İşte ‘Türkiye Sineması Dünya Akademik Buluşmaları’ bu nedenle oldukça önemli. Bu buluşmaların birincil önemi tanışmak. Gidilen ülkenin sinema sektörü dinamiklerini anlamak. Kendi sinemamızın güçlü olduğu alanları ve sorunlarını doğruca ifade edebilmek.
Dünya sinemasında güçlendiğimizi söylüyoruz. Kesinlikle doğru. Değerli filmler, önemli festivallerden ödüllerle dönüyor. Ama bu başarılar, bizim kendimize anlattığımız hikayeler olarak kalmamalı. Bu başarıların sürekliliği için sinemamızın dinamiklerini doğru anlatmalı, kalıcı ortaklıklar için karşı tarafı iyi dinlemeliyiz. Akademik dilin önemi burada ortaya çıkıyor. Üstelik sadece ‘şimdi’ye ait bir dil kurmuyor akademi. Zamana yayılan, yarını da oluşturacak dil sayesinde oluşuyor süreklilik.

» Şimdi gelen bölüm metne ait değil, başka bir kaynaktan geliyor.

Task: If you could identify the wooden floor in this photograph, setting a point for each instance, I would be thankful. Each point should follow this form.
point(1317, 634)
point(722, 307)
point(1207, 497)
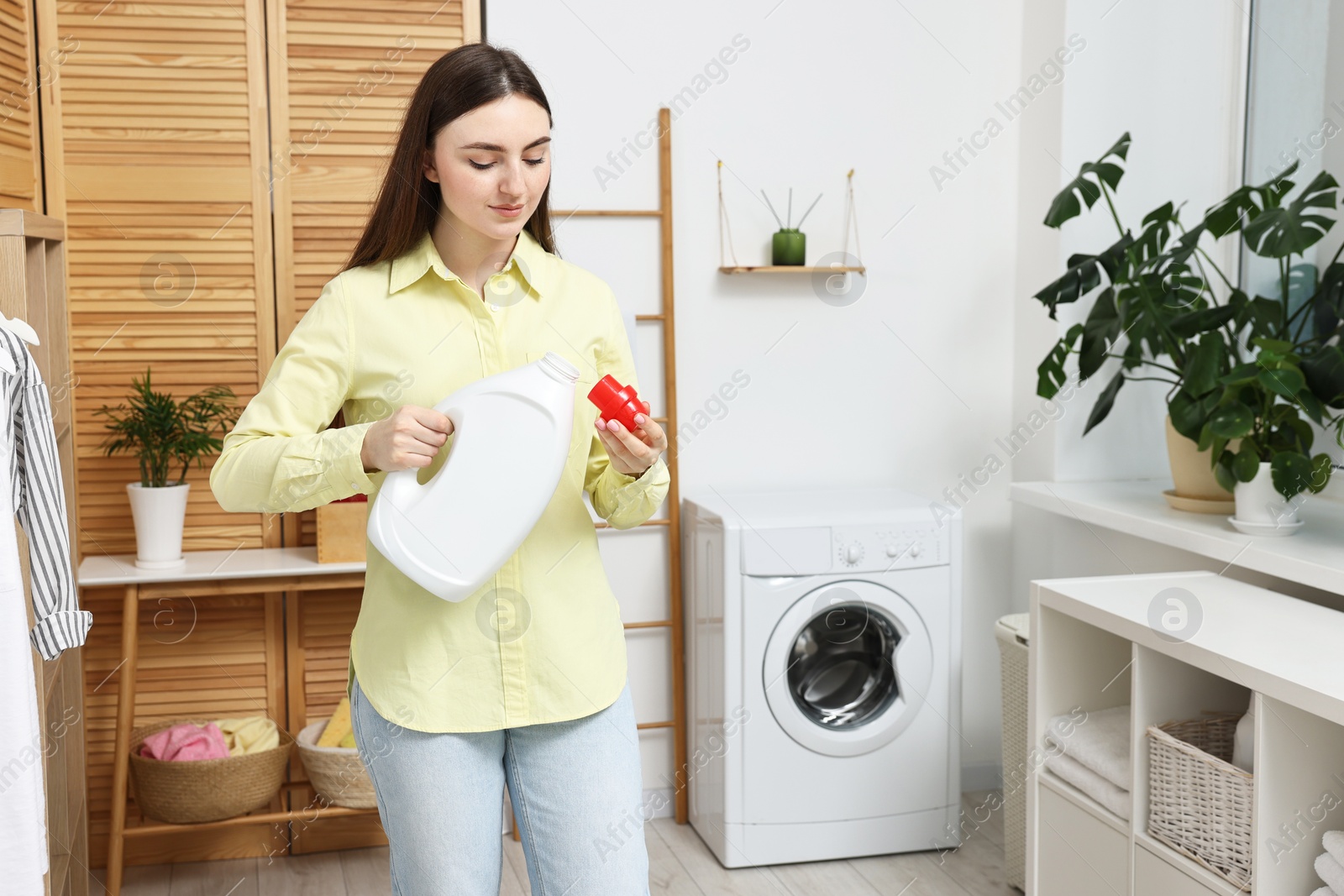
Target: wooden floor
point(679, 866)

Türkiye Sineması Dünya Akademik Buluşmaları (TSDAB), için ilk seçim Rusya olmuş. Kesinlikle doğru bir başlangıç. Sonrasında Çin, Birleşik Arap Emirlikleri, Fas, Filistin, İspanya gibi ülkeler var planlamada. Dedik ya, öncelik doğru anlamak-doğru anlatmak.
1986’da Sergei Gerasimov’un adı verilen VGIK (All-Russian State University of Cinematography) binasından içeri girerken bu çerçevenin genişletilmesinin nasıl katkılarının olacağını düşünüyorum. 1919 yılında Vladimir Gardin tarafından kurulmuş ve Kuleshov, Batalov, Eisenstein, Pudovkin gibi önemli yönetmenlerden oluşan bir eğitimci kadrosu ile Bondarchuk, Klimov, Patajanov, Sokurov, Tarkovsky gibi ünlü mezunlar vermiş bir okul.

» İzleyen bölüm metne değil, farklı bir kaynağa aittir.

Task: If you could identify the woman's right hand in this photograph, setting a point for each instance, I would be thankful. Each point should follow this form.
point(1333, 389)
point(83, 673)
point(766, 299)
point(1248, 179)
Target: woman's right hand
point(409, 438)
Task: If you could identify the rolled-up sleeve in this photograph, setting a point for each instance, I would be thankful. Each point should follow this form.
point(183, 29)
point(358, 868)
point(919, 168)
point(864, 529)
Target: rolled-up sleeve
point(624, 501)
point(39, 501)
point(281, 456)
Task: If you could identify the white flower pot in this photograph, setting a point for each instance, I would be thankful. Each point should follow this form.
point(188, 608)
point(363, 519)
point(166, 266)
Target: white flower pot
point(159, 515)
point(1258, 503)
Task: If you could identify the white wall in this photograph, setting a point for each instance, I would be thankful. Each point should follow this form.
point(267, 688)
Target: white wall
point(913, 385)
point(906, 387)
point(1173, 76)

Okulda 34üncü kez düzenlenen Uluslararası Öğrenci Festivali’nin bu yıl bünyesine kattığı ‘TSDAB’ komitede belirgin bir heyecan yaratmış. Öğrencilerin panellerdeki katılımı bu heyecanın yoğunluğunu göstermeye yetiyor. Türkiye’den gelen sinemacılara soracakları çok soru var. En çok ortak yapımlar konusundaki yasal düzenlemeleri, film üretimi için sağlanan destekleri, yapım aşamasında karşılaşılan zorlukları-kolaylıkları öğrenmek istiyorlar. Ama soruları bunlarla bitmiyor; Türkiye’de çekilen filmlerde en çok hangi kameranın kullanıldığı bile merak konusu onlar için.
VGIK, sadece tarihiyle övünen bir okul değil. Sinema başta olmak üzere sanat üretimi konusunda sürekli aktif olan, öğrencilerin çalışmalarını yücelten bir yapıya sahip. Teknik donanımları da buna göre. Avrupa çapında bir foley stüdyolarının olduğunu görmek bile, nasıl bir eğitim sürecinden geçtiklerini anlamaya yetiyor.

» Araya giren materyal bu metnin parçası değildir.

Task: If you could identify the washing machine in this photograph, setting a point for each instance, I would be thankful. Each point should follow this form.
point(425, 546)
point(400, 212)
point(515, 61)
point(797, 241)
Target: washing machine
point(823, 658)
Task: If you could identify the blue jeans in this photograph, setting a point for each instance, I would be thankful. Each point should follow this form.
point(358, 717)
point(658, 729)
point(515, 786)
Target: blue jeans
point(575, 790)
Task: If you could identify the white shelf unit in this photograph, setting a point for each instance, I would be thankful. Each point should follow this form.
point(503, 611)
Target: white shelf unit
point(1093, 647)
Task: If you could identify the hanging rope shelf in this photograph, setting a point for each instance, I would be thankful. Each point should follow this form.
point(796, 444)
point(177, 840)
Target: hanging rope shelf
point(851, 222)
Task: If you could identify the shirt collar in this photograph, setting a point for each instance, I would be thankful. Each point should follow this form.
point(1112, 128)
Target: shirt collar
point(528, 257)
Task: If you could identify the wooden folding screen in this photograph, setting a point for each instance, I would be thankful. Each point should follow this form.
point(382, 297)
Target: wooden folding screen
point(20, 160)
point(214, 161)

VGIK-T.C. Kültür ve Turizm Bakanlığı- İstanbul Üniversitesi İletişim Fakültesi üçgeninin kurulması ile oyun kuralına göre oynanmış. Çünkü bu buluşmanın ilk olarak VGIK bünyesinde gerçekleşmesi sayesinde her iki taraf için de ‘kazan-kazan’ bir proje oluşmuş. Düzenlenen panellerin sadece bugünün üretimiyle sınırlı kalmayıp, akademik bakış açısın anlatması da bu yüzden önemli. Türkiye’deki sinema üretiminin dünya akademik literatüründe kalıcı hale gelmesi için önemli bir adım bu.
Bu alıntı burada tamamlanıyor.